Les circonstances nous ont imposé et offert une longue retraite, des occasions heureuses ou douloureuses pour approfondir la prière, pour gagner en intériorité, alimenter notre attachement à Jésus. Pour le dire comme l’Apocalypse, nous avons davantage ouvert notre porte à celui qui dit : « Voici, je me tiens à la porte, et je frappe. Si quelqu’un entend ma voix et ouvre la porte, j’entrerai chez lui, je souperai avec lui, et lui avec moi. » (Ap 3, 20).

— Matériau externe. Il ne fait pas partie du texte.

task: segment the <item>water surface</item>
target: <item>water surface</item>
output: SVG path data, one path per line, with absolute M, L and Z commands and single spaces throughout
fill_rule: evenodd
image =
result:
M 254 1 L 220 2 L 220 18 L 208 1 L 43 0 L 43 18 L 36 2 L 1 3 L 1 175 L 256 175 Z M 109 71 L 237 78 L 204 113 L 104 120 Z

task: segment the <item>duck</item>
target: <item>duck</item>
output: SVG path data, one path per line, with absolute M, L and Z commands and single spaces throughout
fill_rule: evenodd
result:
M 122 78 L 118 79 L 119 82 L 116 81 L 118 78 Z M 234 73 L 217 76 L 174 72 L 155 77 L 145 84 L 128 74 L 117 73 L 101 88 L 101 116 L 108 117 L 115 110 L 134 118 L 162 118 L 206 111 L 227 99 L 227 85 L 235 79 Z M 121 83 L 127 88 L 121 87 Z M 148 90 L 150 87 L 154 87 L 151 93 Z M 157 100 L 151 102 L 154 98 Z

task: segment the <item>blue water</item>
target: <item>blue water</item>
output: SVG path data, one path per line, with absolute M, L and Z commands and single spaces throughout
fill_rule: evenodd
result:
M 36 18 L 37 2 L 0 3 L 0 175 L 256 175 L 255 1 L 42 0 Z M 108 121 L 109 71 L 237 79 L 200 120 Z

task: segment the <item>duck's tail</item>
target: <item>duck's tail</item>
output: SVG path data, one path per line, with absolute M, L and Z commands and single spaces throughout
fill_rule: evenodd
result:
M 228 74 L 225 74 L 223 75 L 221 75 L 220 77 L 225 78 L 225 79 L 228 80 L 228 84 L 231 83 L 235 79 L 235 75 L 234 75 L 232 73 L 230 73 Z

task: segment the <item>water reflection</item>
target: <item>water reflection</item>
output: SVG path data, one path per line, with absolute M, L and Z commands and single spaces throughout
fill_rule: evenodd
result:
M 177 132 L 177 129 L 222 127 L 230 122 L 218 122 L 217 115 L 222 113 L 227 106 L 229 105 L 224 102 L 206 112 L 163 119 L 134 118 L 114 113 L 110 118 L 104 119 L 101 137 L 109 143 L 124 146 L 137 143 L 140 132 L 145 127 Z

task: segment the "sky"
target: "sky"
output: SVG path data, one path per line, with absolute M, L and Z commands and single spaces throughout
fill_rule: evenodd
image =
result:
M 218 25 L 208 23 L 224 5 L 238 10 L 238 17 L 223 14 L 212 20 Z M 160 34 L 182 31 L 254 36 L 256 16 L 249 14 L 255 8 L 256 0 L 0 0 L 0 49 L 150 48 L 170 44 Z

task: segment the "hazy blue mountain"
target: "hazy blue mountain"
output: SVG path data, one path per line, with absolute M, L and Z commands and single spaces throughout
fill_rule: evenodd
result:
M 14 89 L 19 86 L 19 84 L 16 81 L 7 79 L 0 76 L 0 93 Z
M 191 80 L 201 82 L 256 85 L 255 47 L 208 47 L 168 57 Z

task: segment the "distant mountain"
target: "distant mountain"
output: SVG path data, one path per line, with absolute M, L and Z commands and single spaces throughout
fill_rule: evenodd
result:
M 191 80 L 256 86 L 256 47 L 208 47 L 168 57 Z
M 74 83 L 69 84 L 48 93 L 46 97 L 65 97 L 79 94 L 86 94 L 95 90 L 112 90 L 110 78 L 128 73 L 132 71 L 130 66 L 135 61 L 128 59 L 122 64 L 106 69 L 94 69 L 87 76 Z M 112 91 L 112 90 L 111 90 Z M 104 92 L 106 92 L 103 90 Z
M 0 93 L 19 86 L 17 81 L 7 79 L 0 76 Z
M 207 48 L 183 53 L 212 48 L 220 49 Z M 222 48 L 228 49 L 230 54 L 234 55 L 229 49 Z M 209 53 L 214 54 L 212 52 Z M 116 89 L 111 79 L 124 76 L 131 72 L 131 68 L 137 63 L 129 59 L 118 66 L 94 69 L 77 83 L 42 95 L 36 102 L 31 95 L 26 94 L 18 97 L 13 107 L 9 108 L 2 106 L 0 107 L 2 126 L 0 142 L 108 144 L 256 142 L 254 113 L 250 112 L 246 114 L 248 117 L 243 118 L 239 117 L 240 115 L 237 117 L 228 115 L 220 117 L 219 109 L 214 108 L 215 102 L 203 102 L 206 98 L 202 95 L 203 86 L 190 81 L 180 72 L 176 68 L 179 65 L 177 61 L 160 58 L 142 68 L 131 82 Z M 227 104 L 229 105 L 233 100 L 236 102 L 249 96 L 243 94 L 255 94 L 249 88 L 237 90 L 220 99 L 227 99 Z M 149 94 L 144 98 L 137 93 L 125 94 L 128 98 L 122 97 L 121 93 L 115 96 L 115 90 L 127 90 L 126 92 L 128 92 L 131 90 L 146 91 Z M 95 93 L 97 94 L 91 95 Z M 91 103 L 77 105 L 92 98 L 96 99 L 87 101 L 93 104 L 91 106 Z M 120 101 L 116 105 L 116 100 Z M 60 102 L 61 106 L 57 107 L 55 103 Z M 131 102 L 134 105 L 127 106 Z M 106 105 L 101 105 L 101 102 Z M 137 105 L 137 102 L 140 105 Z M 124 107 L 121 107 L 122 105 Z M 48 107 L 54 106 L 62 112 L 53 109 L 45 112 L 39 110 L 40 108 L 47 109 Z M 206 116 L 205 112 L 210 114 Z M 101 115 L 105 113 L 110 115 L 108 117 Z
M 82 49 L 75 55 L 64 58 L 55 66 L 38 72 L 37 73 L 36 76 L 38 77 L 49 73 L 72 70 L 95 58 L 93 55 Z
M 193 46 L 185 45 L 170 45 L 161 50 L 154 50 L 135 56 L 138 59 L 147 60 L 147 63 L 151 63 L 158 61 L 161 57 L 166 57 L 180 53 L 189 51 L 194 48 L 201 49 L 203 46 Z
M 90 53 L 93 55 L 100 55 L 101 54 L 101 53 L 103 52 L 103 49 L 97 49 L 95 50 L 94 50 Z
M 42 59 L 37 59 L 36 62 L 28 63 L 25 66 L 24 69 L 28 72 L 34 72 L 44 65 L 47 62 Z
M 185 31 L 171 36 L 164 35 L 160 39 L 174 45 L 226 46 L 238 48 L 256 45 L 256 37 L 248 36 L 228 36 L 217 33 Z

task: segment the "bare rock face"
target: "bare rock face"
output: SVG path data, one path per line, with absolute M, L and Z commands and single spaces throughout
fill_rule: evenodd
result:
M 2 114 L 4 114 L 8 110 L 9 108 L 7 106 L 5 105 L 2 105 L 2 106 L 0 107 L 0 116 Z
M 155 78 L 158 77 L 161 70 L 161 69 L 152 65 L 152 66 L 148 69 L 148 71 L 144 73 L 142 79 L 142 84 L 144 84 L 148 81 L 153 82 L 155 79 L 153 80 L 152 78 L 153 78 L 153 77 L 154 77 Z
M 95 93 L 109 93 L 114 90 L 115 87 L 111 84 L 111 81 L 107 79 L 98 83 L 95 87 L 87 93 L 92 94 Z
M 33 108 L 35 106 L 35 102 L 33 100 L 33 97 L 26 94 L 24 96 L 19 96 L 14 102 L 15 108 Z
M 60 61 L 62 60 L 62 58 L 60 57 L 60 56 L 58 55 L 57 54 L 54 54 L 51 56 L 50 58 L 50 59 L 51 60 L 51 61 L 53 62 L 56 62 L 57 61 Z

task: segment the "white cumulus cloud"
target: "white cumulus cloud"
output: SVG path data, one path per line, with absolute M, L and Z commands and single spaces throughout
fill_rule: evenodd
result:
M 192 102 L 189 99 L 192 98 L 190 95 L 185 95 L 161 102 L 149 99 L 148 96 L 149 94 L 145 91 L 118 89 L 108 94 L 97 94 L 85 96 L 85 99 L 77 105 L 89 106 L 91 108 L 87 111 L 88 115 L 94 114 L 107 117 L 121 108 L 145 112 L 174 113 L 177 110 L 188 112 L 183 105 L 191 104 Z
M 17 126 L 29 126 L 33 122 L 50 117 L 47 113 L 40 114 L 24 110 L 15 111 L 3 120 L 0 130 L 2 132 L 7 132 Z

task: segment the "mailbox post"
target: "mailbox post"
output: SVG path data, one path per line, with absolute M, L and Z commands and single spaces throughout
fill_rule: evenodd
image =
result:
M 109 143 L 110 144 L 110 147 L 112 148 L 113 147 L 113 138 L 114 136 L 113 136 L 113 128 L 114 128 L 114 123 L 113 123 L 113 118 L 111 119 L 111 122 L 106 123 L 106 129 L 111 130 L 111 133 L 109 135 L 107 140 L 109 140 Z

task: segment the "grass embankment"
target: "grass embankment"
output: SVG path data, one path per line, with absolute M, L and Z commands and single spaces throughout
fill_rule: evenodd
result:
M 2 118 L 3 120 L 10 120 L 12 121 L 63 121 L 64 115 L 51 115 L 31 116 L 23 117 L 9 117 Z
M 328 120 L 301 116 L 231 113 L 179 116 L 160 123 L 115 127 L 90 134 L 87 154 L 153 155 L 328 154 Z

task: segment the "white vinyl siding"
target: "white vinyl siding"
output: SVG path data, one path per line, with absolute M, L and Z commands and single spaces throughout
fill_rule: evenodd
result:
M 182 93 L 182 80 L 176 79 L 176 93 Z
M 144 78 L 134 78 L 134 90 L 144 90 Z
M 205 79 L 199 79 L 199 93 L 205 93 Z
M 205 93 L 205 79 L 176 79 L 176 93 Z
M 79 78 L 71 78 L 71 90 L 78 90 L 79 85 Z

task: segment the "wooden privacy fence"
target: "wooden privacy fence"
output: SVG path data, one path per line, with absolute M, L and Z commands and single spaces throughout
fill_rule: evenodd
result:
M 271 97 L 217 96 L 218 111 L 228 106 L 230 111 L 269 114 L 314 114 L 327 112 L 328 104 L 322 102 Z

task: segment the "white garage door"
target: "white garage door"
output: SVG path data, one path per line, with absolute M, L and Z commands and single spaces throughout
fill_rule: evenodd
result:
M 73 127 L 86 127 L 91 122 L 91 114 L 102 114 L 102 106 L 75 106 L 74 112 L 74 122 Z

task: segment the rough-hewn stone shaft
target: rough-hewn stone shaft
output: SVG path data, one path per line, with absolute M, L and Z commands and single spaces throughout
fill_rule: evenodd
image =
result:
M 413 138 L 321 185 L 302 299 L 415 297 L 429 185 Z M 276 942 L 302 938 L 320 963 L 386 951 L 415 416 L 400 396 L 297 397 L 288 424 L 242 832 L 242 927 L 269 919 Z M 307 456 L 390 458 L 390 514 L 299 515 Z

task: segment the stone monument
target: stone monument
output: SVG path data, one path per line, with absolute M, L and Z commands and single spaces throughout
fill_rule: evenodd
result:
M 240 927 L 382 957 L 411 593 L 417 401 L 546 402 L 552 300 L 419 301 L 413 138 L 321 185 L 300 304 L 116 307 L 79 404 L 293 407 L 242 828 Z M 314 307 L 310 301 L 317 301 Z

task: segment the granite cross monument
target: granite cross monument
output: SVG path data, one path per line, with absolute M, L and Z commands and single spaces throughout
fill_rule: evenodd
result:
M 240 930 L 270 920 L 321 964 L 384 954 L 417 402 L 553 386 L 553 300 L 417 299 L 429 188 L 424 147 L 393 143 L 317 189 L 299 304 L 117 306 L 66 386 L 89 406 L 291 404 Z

Ces journées d’accueil ont pu faire grandir l’ouverture de notre maison et de notre amitié à Celui que la quatrième préface de la prière eucharistique pour les circonstances particulières appelle notre Seigneur et notre Frère. Cet approfondissement du lien pourra être ressaisi dans ce temps du « Cénacle », entre Ascension et Pentecôte. Avec Marie et les disciples. Nous restons plus que jamais en état d’alerte, car viendra sûrement un autre temps, celui où c’est le Seigneur qui va ouvrir pour nous des portes de mission, des portes inédites.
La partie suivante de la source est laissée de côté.